IV
Посмотрим теперь, применимы ли принципы современной науки к литературе. Мне, разумеется, известен главный аргумент лириков: наука — это одно, а поэзия — другое… Ну конечно, никто и не собирается уничтожить поэтов. Речь идет лишь о том, чтобы поставить их на свое место и твердо сказать, что не они идут во главе нашего века и не им принадлежит привилегия учить людей нравственности и патриотизму.
В далекие времена у первобытных народов, переживавших тогда свое детство, поэзия была мечтой науки. Из двух способностей человека — чувствовать и понимать — первая породила поэтов, вторая — ученых. Взгляните на младенца в колыбели — у него функционируют только чувства, все вызывает у него восторженное удивление, он не видит реальной действительности, он грезит.
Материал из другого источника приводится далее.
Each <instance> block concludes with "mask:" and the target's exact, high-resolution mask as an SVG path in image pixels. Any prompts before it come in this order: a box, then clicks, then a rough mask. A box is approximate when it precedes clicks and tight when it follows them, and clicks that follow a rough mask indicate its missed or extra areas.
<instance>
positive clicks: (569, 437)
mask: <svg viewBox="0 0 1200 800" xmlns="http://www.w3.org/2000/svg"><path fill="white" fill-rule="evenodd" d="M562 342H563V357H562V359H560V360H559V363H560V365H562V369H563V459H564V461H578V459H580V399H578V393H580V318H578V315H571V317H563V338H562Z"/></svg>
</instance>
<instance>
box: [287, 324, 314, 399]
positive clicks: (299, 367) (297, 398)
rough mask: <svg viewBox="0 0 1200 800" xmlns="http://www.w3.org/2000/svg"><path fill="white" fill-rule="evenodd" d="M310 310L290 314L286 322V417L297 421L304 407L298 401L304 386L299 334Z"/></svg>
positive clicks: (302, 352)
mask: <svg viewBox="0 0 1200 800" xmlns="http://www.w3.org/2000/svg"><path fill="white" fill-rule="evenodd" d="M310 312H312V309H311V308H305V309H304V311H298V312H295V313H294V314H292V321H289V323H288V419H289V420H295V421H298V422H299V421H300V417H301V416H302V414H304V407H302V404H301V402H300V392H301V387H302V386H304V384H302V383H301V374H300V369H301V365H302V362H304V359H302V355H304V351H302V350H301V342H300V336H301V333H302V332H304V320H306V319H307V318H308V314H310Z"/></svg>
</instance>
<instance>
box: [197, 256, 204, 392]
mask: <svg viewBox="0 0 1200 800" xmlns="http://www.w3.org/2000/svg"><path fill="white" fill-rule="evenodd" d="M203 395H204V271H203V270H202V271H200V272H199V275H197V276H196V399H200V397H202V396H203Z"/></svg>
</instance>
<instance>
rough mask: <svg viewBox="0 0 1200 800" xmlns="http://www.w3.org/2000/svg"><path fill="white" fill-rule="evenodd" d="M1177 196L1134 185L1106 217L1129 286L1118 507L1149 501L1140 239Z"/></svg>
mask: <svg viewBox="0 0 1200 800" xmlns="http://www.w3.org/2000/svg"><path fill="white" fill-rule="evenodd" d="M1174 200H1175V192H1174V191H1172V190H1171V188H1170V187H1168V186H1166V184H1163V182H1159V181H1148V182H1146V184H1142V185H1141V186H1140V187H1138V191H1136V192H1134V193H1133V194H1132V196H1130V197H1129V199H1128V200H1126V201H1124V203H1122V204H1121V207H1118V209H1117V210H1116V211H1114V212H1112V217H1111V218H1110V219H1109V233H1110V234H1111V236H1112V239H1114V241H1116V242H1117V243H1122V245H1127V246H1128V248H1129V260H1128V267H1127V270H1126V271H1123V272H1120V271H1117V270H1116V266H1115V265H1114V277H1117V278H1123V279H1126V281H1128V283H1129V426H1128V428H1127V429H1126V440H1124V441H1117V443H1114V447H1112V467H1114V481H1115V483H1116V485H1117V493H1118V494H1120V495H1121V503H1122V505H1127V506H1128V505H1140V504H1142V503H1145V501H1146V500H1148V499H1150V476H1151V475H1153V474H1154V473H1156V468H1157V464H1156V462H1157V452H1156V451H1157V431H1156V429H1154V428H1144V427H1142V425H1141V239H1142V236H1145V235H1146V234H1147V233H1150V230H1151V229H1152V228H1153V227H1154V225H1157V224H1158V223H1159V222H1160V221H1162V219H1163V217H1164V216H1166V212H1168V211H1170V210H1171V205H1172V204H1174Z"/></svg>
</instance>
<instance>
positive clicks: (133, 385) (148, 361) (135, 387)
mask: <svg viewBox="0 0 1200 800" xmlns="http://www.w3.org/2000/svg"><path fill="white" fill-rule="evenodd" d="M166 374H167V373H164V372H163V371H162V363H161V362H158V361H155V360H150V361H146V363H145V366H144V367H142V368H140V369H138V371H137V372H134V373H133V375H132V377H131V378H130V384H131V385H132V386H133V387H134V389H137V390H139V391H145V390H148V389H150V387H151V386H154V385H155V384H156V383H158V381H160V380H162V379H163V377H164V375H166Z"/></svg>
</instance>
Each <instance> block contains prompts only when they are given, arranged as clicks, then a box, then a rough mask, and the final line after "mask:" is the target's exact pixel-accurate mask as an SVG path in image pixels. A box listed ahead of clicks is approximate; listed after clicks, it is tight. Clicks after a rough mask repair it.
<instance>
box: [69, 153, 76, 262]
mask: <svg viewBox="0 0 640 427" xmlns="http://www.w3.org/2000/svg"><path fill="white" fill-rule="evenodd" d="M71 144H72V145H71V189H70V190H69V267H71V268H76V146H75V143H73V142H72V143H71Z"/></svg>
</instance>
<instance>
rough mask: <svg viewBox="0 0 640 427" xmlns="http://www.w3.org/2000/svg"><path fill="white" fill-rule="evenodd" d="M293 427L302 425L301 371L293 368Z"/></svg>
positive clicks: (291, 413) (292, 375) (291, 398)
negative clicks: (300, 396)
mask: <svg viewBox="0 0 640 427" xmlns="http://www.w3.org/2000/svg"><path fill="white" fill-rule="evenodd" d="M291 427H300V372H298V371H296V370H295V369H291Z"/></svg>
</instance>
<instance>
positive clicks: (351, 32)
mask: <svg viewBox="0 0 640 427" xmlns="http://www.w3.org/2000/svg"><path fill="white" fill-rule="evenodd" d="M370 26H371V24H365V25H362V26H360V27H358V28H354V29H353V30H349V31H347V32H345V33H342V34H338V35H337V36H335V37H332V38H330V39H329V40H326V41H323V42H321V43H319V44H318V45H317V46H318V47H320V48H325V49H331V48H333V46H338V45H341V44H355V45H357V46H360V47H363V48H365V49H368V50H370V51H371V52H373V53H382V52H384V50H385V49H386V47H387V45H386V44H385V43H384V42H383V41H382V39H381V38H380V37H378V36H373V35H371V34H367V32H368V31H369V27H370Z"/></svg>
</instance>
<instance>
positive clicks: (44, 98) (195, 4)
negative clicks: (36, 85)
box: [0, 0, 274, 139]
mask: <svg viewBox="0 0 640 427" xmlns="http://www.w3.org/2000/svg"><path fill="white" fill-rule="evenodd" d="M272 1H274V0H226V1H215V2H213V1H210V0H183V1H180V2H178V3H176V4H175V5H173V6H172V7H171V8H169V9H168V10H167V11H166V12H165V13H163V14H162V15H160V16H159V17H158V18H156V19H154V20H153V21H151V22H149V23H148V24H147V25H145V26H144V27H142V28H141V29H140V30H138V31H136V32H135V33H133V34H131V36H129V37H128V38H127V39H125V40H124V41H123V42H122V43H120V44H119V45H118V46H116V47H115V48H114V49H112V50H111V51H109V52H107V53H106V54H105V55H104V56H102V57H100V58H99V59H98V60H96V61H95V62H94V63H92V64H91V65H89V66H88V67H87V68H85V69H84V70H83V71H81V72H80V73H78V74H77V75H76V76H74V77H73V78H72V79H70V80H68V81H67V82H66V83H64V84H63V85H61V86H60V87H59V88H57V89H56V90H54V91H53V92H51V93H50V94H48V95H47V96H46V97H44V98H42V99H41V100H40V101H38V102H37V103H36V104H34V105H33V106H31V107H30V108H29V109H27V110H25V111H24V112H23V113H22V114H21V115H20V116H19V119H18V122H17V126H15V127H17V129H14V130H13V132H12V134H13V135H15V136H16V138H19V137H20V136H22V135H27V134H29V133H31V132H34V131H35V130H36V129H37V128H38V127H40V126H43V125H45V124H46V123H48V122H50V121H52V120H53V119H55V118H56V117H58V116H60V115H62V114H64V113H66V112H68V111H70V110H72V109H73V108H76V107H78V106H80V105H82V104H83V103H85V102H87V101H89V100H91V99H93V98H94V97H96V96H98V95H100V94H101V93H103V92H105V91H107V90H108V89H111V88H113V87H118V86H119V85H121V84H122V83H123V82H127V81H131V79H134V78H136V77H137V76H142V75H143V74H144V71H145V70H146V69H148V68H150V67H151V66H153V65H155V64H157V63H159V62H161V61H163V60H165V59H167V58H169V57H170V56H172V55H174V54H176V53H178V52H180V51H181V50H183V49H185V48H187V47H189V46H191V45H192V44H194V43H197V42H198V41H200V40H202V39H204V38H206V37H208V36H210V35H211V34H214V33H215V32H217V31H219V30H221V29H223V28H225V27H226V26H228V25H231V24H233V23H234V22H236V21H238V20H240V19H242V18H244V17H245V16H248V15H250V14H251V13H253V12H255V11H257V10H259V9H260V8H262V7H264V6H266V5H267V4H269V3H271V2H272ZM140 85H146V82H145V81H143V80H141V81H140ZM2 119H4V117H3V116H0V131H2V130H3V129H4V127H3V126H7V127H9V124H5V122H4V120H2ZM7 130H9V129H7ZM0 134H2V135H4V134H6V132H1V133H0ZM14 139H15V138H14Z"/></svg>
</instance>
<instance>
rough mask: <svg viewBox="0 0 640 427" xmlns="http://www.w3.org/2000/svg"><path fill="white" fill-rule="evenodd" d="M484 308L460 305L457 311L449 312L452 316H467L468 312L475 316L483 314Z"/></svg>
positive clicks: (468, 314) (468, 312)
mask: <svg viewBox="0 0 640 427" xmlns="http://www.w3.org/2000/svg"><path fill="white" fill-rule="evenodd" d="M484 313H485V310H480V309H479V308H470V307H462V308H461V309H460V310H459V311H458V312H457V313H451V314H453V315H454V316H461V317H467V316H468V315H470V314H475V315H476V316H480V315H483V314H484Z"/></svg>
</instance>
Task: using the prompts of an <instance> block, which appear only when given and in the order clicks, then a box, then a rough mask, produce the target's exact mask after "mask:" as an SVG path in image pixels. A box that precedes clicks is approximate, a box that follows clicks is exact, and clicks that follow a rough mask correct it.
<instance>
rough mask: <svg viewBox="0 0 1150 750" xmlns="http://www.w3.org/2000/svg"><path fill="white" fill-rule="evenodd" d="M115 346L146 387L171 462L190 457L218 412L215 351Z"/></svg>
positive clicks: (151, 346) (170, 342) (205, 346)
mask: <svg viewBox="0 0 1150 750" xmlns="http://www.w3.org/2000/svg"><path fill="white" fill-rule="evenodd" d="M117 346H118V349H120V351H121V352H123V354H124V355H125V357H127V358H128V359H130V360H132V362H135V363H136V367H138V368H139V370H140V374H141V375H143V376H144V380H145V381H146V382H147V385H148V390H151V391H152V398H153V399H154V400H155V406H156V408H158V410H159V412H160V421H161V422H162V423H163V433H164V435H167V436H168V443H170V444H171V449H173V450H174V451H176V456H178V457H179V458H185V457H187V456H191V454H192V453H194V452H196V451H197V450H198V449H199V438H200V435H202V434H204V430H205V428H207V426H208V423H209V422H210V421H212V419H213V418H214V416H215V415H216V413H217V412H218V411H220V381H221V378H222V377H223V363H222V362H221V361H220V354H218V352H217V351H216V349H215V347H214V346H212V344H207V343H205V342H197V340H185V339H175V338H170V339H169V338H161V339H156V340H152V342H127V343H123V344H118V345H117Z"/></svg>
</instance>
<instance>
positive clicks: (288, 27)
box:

Потом, по мере того как ребенок подрастает, в нем пробуждается любознательность, развивается ум, он дерзает строить догадку за догадкой, создает о той среде, в которой живет, более или менее широкие, более или менее верные представления. Всякий ребенок — поэт, вселенная для него — беспредельный идеал, в котором он пытается что-то постигнуть. Затем рождаются некоторые точные представления, идеал сужается, и в конце концов человек переносит его в небесные дали, в темные первопричины бытия. Ну что ж, история человечества подобна истории отдельного человека. Идеал возникает у нас из первоначального нашего невежества. По мере того как наука движется вперед, идеалу приходится отступать. Ренан преобразует его, но это сводится к тому же отступлению. Я не хочу вдаваться в философские споры и не стану утверждать, что когда-нибудь наука вовсе уничтожит неведомое. К чему нам тревожиться об этом? Единственная наша задача — идти вперед по пути завоевания истины и быть готовыми принять самые решительные выводы. Наши разногласия с идеалистами состоят единственно в том, что мы исходим из наблюдений и опыта, а они — из абсолюта. В сущности говоря, наука — это поэзия, которой найдено объяснение; ученый — это поэт, заменивший догадки и фантазию точным изучением вещей и живых существ. В нашу эпоху все зависит от темперамента: у одних мозг устроен так, что они воображают, будто для более широкого и здорового образа мыслей следует обратиться к мечтаньям древних времен, видеть мир сквозь туман, порожденный умственным смятением и взвинченными нервами; другие же полагают, что как для отдельного человека, так и для всей нации возможен лишь один признак здоровья и душевной силы — стремление исследовать наконец реальную действительность, дать нашему разуму и всей деятельности человека твердую основу — правду. Первые — это лирические поэты, романтики, а вторьте — писатели-натуралисты. Будущее зависит от выбора между двумя путями, который сделает новое поколение. Вопрос должна решить молодежь.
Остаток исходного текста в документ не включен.